One particular problem that Carl was having is that he would calculate the schedule (i.e. F9) and there would be loops in the logic. And then everyone would yell at him for fouling up the schedule. Except that Carl was pretty sure he was not the culprit. He was simply the person running the schedule at the end of the day after everyone else had been inputting changes. This was your basic “shoot the messenger” situation. Carl was taking all the blame because he did not know how to figure out who was causing the problem.
While there is no perfect solution to Carl’s dilemma I was able to show him the audit columns in Primavera P6. These columns, available in the Activities Window, provide the following information regarding an activity:
- Who added the activity (“Added By”)
- When the activity was added (“Added Date”)
- The last person to make a change (“Last Modified By”)
- The date the most recent change was made (“Last Modified Date”)
These columns can be seen in the screenshot below:
Activity ID E2045 was originally added on February 27, 2015 by user “admin” and then modified about a month later, on March 25, 2015. Obviously we do not know the exact nature of the modification, but we now know where to start looking.
Unfortunately, there are some limitations.

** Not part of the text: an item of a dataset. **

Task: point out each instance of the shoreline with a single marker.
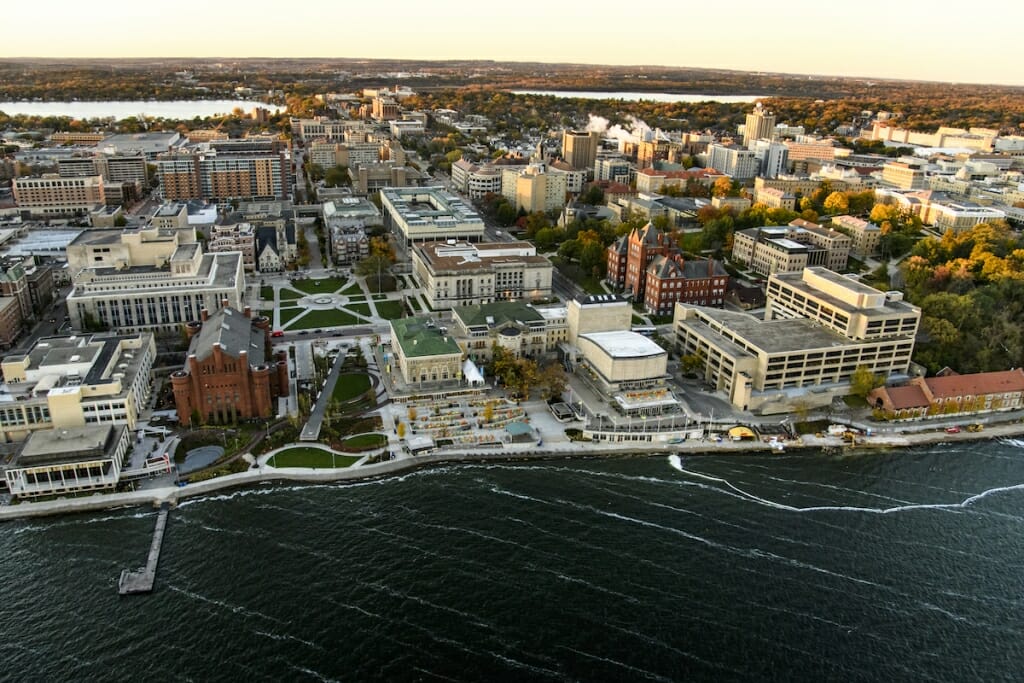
(263, 474)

Changing the relationships between activities is not considered a modification. So Carl would not be able to identify who made the logic changes that resulted in loops. Still, adding new activities is often the source of a loop in a schedule because of the corresponding new relationships.
Changing an activity duration, on the other hand, is considered to be a modification. Other examples of recognized modifications are:
- Assigning a new resource
- Deleting an existing resource
- Changing a resource’s budget
- Changing the Activity Name
- Assigning a new calendar
Note that if you are displaying time in the date columns (Edit > User Preferences > Dates) then it is possible to track who made the last changes on a given day.
Claim Digger can of course identify changes to relationships, but can not tell you who made the changes. The audit columns are still the best alternative within P6 for identifying the source of changes.
Keep in mind that only the most recent modification date and time is stored in the audit column so there is no way to see whether more than one user has been making changes to the same activity.
Copying a schedule results in the Added Date and Last Modified Date resetting to the day the schedule was copied, so the audit columns are only useful in the original version of the schedule.